Generator-Refiner-Examiner: A Tri-Module Data Augmentation Framework for 3D Human Avatar Learning from Monocular Videos
Pith reviewed 2026-05-25 05:06 UTC · model grok-4.3
The pith
A tri-module data augmentation system improves 3D human avatar reconstruction from monocular videos with limited frames.
A machine-rendered reading of the paper's core claim, the machinery that carries it, and where it could break.
Core claim
TrioMan augments limited monocular video data for 3D avatar learning through three modules: the Generator imposes Gaussian perturbations on pose and camera to produce diverse unseen samples; the Refiner applies one-step diffusion conditioned on texture and geometry cues to raise sample quality; the Examiner uses dual-branch attention-based similarity evaluation to retain only subject-consistent examples. This process supplies additional useful training signal that improves reconstruction when real frames are scarce.
What carries the argument
The tri-module Generator-Refiner-Examiner pipeline, where Generator perturbs pose and camera, Refiner performs guided one-step diffusion, and Examiner applies dual-branch attention similarity filtering.
If this is right
- Augmented samples enable capture of fine-grained details that standard per-subject optimization misses under data limits.
- The framework outperforms existing methods on the X-Humans and NeuMan benchmarks.
- Subject-consistent extra data reduces dependence on generic human priors for avatar quality.
Where Pith is reading between the lines
- The same generate-refine-examine loop could apply to other sparse-view 3D reconstruction problems beyond human avatars.

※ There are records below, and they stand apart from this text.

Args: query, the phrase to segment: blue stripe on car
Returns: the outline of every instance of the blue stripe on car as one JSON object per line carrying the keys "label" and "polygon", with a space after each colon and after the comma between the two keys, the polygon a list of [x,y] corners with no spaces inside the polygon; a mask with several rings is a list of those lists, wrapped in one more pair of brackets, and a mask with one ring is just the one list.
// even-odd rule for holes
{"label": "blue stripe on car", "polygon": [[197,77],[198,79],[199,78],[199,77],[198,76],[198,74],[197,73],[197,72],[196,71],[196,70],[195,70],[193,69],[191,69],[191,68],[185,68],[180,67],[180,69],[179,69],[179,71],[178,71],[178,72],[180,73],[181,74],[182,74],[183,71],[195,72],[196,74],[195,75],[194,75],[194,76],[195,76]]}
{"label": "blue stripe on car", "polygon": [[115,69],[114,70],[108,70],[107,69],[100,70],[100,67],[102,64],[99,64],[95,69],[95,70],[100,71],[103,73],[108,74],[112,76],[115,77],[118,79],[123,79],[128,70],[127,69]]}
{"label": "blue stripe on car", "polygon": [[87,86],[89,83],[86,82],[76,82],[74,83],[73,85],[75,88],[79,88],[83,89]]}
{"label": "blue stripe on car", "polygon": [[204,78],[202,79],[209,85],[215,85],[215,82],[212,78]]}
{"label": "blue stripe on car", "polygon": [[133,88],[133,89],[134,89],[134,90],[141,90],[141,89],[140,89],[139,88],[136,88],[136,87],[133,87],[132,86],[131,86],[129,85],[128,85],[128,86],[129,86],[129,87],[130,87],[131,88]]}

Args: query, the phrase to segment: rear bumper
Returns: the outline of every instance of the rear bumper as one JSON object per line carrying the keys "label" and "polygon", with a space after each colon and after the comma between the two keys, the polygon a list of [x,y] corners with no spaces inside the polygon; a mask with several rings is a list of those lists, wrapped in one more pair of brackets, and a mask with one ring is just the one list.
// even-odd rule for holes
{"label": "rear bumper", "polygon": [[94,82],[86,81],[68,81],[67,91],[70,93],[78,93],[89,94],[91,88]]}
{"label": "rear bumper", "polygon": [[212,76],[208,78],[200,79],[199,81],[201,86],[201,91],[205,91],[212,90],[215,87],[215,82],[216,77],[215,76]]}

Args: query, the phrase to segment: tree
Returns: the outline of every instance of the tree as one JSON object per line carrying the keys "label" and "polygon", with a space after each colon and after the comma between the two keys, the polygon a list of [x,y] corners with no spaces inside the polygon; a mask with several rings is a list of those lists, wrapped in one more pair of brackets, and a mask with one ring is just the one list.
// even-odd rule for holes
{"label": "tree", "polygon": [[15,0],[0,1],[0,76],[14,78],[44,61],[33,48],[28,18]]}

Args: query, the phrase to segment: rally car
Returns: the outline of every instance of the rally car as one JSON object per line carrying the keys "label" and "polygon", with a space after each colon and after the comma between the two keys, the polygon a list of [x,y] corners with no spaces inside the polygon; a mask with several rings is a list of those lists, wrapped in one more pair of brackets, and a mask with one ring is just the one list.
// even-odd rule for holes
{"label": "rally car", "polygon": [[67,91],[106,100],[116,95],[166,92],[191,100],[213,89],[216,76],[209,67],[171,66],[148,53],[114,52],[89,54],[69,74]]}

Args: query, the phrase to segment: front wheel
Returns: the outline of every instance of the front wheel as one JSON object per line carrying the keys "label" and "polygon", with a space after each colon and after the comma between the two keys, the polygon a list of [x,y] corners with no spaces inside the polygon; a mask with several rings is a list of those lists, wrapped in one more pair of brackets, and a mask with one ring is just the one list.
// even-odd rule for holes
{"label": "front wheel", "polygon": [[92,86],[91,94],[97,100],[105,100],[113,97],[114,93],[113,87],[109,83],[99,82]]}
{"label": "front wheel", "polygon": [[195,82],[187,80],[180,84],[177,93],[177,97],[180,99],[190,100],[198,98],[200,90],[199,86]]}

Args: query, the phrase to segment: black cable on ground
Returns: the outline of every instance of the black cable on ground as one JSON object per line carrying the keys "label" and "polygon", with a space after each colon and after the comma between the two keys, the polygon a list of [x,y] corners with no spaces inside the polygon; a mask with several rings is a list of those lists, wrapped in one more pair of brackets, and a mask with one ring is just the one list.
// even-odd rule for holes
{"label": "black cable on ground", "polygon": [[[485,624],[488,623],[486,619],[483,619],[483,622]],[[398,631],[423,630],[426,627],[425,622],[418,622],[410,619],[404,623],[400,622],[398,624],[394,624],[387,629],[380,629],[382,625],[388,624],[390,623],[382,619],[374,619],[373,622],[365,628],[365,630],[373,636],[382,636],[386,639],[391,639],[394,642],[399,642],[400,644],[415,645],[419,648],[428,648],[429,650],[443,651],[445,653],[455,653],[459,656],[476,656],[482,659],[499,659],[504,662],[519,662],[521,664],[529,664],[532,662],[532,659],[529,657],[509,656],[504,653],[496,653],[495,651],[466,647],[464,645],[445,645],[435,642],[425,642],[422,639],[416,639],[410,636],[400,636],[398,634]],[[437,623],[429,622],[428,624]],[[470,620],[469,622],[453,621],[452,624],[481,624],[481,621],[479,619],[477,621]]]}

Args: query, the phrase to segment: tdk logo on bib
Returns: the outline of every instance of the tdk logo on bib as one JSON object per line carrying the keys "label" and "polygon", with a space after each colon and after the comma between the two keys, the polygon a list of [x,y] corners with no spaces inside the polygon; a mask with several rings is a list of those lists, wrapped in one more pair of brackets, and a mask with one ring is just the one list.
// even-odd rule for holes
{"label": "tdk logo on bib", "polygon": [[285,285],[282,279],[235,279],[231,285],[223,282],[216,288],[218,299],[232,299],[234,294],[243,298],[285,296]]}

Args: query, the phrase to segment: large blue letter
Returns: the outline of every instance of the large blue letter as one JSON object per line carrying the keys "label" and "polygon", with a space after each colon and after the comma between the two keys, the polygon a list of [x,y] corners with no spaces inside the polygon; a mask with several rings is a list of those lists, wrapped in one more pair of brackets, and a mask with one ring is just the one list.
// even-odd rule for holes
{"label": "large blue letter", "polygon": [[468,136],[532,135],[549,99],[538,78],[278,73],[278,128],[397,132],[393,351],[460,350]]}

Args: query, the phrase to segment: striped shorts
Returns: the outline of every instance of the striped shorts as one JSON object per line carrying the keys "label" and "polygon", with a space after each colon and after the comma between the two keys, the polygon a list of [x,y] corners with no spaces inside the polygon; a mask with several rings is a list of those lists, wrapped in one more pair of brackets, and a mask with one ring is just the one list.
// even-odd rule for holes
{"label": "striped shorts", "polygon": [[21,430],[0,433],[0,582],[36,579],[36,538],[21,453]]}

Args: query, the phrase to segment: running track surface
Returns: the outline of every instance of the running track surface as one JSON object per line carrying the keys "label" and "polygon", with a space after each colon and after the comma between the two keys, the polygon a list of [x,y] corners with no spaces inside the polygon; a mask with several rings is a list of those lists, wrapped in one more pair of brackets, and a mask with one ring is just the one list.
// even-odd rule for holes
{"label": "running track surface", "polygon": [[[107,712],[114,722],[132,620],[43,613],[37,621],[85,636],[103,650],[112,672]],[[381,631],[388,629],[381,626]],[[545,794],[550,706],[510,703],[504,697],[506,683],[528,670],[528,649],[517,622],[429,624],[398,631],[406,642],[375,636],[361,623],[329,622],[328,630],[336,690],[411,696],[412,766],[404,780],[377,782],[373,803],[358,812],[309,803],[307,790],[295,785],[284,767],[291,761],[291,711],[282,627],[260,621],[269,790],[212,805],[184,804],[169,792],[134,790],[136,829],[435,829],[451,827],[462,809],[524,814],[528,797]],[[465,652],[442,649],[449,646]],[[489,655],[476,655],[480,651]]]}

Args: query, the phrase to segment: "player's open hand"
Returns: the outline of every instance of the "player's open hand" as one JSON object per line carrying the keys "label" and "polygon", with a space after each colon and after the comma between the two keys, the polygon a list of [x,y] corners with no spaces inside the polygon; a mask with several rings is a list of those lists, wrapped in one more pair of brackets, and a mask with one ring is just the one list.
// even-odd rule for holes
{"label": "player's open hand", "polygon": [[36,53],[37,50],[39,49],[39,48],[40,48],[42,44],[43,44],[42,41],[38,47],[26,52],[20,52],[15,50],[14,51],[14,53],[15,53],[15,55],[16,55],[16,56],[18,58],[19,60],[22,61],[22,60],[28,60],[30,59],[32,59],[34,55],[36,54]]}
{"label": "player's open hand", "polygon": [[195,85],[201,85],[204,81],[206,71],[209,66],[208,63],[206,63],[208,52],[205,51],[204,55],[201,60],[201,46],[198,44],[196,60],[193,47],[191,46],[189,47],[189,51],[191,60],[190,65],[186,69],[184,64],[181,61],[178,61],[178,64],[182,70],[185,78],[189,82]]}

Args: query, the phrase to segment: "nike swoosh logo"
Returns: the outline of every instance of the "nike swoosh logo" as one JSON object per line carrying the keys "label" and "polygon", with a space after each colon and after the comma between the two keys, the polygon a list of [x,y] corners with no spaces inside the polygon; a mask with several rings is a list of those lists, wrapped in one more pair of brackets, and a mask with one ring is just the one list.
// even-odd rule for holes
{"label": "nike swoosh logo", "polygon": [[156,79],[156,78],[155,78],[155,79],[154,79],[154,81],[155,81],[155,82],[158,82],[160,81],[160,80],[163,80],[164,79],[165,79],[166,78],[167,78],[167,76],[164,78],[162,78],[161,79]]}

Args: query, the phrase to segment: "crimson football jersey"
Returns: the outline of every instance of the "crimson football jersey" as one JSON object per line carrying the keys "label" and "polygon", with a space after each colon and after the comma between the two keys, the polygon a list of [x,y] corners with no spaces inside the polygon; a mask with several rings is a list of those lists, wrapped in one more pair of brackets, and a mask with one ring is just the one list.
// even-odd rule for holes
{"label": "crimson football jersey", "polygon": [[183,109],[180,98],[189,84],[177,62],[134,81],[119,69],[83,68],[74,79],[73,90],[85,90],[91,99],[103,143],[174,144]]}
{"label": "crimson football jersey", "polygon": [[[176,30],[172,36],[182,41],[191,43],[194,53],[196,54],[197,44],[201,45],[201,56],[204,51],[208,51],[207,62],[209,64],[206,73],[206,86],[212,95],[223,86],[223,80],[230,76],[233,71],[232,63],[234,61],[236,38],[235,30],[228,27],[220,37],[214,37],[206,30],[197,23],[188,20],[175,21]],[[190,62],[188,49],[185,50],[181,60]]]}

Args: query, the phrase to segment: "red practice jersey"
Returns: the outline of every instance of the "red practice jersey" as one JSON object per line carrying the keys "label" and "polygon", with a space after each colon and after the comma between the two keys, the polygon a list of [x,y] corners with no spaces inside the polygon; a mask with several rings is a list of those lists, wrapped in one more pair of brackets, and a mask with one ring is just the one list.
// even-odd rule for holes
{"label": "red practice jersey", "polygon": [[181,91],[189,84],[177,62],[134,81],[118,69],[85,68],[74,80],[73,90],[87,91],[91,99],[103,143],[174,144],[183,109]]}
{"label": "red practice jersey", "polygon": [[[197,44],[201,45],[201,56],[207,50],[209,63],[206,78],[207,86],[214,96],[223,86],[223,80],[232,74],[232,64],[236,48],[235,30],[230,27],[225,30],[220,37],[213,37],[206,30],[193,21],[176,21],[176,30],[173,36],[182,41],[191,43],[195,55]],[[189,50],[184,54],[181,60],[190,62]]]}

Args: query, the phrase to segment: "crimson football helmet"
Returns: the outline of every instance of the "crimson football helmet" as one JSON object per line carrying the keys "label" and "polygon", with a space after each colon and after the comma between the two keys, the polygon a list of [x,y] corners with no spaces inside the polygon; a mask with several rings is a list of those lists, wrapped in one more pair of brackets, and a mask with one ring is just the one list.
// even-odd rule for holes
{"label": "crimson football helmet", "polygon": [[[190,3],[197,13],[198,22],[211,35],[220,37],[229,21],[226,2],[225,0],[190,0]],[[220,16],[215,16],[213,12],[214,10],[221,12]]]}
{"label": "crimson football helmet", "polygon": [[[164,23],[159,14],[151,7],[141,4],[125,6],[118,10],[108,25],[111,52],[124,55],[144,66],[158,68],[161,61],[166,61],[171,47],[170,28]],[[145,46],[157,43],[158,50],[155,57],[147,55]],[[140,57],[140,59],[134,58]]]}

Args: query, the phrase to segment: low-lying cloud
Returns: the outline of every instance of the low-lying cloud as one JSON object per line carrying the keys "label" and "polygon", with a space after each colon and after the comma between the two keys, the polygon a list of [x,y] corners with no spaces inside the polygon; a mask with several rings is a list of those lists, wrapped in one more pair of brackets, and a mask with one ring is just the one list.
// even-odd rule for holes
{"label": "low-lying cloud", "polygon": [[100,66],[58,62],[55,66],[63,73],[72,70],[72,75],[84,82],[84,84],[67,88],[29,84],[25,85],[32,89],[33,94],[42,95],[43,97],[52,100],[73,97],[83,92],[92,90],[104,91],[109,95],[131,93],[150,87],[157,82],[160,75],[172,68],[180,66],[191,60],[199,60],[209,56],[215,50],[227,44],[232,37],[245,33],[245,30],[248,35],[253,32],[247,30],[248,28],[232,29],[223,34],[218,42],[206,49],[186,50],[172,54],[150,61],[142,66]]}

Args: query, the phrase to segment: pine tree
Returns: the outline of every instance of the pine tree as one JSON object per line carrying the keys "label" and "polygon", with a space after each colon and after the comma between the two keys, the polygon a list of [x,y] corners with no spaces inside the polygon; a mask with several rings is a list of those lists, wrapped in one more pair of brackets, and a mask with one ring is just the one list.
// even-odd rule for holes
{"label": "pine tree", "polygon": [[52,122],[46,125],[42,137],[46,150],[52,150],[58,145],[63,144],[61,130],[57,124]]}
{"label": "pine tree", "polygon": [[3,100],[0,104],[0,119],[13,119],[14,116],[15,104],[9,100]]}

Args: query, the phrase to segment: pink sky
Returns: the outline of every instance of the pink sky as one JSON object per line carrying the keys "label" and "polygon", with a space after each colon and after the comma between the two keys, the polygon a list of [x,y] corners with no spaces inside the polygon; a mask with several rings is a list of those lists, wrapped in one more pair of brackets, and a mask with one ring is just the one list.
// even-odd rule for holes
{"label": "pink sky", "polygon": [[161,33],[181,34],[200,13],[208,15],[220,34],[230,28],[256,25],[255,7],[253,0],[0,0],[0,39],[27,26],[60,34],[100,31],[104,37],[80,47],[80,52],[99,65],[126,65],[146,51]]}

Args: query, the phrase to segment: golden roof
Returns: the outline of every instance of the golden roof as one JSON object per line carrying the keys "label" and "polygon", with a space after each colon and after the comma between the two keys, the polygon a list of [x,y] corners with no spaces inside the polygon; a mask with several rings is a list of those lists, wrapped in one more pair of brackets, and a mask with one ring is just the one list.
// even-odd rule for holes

- If the examiner's attention scoring proves reliable, similar filtering might improve synthetic data use in related vision tasks.
Load-bearing premise
That the perturbed, diffused, and filtered samples remain subject-consistent and supply useful training signal beyond the original limited frames.
What would settle it
Running the full TrioMan pipeline on X-Humans or NeuMan videos with few frames and finding no measurable gain in avatar reconstruction metrics compared with training on the original frames alone.
Figures
read the original abstract
This paper addresses the challenge of reconstructing photorealistic and animatable 3D human avatars from monocular videos. While existing methods rely on combining per-subject optimization with generic human priors, they often fail to capture fine-grained details when training frames are limited. To mitigate this data scarcity, we propose TrioMan, a systematic tri-module framework for augmented 3D avatar learning. Our approach comprises three synergistic components. The Generator creates diverse unseen samples by imposing Gaussian perturbations on pose and camera. The Refiner improves the quality of generated data through one-step diffusion guided by texture and geometry cues. The Examiner selects subject-consistent samples using a dual-branch attention-based similarity evaluation. Experiments on the X-Humans and NeuMan benchmarks show that TrioMan outperforms state-of-the-art methods.
Editorial analysis
A structured set of objections, weighed in public.
Referee Report
Summary. The manuscript proposes TrioMan, a tri-module data augmentation framework for reconstructing photorealistic and animatable 3D human avatars from monocular videos with limited frames. The Generator creates diverse samples via Gaussian perturbations on pose and camera parameters; the Refiner enhances them using one-step diffusion conditioned on texture and geometry cues; the Examiner filters for subject consistency with a dual-branch attention-based similarity metric. The central claim is that this pipeline yields useful additional training signal and outperforms prior methods on the X-Humans and NeuMan benchmarks.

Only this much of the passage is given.